Minocycline (An Antibiotic Drug)
After SCI, pro-nerve growh factor (proNGF) plays a central role in apoptosis of oligodendrocytes. It has been shown that minocycline improves functional recovery after SCI in part by reducing apoptosis of oligodendrocytes via inhibition of pro NGF production in macroglia (105). Minocycline treatment significantly reduces production in microglia in vitro and invivo by inhibition of the phosphorylation of p38MAKP (a protein kinase) (106). Minocycline treatment significantly reduces a number of terminal deoxinucleotidyle transferase (TdT)-mediated deoxyuridine triphosphate-biotin nick end labeling (TUNEL)-positive cells 24h after SCI as compared to that of the vehicle control(107). In addition, minocycline treatment significantly reduces the specific caspase-3 activity after SCI. It also decreases TNF-α expression. Furthermore, minocycline treatment inhibits p75 neurotrophin receptor expression and Rho A activation after injury. These data suggest that after SCI, minocycline treatment modulated expression of cytokins, attenuated cell death and the size of lesion, and improved functional recovery in injured rats.
GHRELIN
Ghrelin, an acylated peptide, synthesized primarily in stomach and is the endogenouse ligand for the growth hormone secretagogue receptor (GHS-R), stimulates both food intake and GH secretion (108, 109). Ghrelin is not detected in normal, uninjured spinal cord, but spinal cord neurons and oligodendrocytes express the Ghrelin receptor (110). Ghrelin significantly inhibits apoptotic cell death of neurons and oligodendrocytes, release of mitochondrial cytochrome-C and activation of caspase-3 after moderate contusive SCI. Ghrelin also significantly increases the level of phosphorylated ERK (protein kinase) but decreases the level of phosphorylated p38MAPK. In addition, ghrelin increases the level of ERK-dependant brain-derived neurotrophic factor expression and decreases the level of pronerve growth factor expression. The neuroprotective effects of ghrelin are mediated through the ghrelin receptor. Eventually, ghrelin significantly improves functional recovery and reduces the size of lesion volume and the loss of axons and myelin after injury(111).

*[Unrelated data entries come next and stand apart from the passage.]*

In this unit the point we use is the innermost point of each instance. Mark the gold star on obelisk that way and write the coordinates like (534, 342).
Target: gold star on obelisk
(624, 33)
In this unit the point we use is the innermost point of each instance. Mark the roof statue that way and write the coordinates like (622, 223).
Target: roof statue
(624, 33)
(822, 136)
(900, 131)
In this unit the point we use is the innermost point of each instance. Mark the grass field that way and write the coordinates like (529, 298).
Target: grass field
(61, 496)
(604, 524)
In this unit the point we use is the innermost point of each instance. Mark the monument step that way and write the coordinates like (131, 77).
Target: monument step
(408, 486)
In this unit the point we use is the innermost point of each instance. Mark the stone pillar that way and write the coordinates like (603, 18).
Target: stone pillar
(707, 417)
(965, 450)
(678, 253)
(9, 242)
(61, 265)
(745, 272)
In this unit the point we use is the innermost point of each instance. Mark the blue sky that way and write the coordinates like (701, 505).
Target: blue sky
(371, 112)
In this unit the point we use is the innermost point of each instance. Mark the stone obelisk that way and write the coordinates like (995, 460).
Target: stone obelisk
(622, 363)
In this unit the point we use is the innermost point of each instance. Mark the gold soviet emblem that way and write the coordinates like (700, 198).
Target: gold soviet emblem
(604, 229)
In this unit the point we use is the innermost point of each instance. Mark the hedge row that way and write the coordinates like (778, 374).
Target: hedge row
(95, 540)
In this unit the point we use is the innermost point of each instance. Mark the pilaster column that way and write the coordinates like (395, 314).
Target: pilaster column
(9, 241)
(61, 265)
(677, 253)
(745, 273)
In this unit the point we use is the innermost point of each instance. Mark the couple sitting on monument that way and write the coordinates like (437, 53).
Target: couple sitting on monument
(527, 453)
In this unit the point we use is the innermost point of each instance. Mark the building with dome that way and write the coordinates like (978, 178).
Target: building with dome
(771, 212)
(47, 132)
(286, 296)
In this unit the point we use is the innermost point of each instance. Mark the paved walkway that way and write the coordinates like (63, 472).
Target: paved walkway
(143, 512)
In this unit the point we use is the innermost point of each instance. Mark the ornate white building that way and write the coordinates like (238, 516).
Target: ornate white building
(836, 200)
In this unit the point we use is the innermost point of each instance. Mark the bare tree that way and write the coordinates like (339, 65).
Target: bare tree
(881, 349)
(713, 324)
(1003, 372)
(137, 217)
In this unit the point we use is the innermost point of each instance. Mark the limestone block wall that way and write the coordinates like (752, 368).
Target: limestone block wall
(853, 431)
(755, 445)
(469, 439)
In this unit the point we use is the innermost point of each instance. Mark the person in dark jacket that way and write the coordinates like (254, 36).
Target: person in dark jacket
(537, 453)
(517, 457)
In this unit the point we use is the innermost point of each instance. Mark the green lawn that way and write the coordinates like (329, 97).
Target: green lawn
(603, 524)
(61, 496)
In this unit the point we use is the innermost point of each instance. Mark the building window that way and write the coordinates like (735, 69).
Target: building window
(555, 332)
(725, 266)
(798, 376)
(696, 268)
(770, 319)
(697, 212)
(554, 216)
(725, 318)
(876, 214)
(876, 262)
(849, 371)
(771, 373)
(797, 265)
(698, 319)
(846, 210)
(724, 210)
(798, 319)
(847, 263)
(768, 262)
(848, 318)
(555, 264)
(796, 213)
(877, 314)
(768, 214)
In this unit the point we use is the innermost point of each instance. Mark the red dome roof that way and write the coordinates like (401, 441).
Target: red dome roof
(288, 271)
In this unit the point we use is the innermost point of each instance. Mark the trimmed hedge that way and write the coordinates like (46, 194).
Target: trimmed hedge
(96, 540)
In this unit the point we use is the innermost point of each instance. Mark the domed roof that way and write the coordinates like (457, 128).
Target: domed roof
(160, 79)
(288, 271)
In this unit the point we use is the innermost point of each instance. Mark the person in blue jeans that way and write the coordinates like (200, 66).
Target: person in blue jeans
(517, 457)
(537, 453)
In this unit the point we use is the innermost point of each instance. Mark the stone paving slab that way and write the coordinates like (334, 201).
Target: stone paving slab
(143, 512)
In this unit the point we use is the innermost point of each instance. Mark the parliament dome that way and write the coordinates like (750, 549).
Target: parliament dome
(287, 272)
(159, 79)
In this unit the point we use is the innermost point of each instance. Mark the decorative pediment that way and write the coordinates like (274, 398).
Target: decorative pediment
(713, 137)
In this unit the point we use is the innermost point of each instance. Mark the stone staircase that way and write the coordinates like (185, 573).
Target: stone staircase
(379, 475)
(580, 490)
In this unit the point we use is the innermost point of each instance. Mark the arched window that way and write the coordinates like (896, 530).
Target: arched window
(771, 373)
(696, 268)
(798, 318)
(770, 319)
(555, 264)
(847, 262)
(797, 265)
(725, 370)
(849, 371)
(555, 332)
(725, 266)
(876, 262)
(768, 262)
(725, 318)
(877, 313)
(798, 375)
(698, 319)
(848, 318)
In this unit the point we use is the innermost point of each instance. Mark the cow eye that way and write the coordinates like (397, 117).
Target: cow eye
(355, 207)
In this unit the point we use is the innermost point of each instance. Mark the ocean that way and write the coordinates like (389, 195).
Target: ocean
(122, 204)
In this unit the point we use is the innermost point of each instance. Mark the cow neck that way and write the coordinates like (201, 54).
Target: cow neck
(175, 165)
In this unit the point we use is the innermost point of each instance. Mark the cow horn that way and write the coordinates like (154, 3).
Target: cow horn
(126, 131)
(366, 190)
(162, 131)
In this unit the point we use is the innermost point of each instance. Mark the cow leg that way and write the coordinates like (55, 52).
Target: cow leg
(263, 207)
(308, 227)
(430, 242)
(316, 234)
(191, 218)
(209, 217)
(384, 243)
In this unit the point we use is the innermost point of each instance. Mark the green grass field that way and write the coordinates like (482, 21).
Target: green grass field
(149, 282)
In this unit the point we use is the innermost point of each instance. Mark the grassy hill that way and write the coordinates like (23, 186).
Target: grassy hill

4-Aminopyridine (4-Ap) and Its Derivatives
4-AP is a potassium (k+) channel blocking agent that has been shown to reduce the latency and increases the amplitude of motor evoked potentials (MEPS) elicited with transcranial magnetic stimulation (TMS) in patients with chronic SCI (112). It has been shown to improve neurological motor and sensory function in both animal and human studies, and it has a more effect on conduction after stretch injury than compression (113, 114). Thedrug is safe, however, after starting 4-AP therapy, patients must be carefully monitored for the possible occurrence of peripheral vasospasm (which may be the most hazardous complication of this therapy) (115, 116).
Since the maximal tolerated level of 4-AP in humans is 100 times lower than the optimal dose in animal studies, structurally distinct pyridine based blocker with fewer side effects have been synthesized(117). One of these derivatives named (4-AP-3-MeOH) is 10 times more potent than 4-AP in restoring axonal conduction (118).
Conclusion
The complicated and sometimes confusing mechanisms of SCI had caused therapeutic interventions to improve very slowly for many years. However, in recent years, rapid progress that has occurred in understanding the pathophysiology of SCI, opened up the way for new pharmacologic therapies. These new strategies in addition to other treatment approaches (cell therapy, gene therapy, immunomodulatory therapy and bioscaffolds) have shown promising results to help patients with SCI.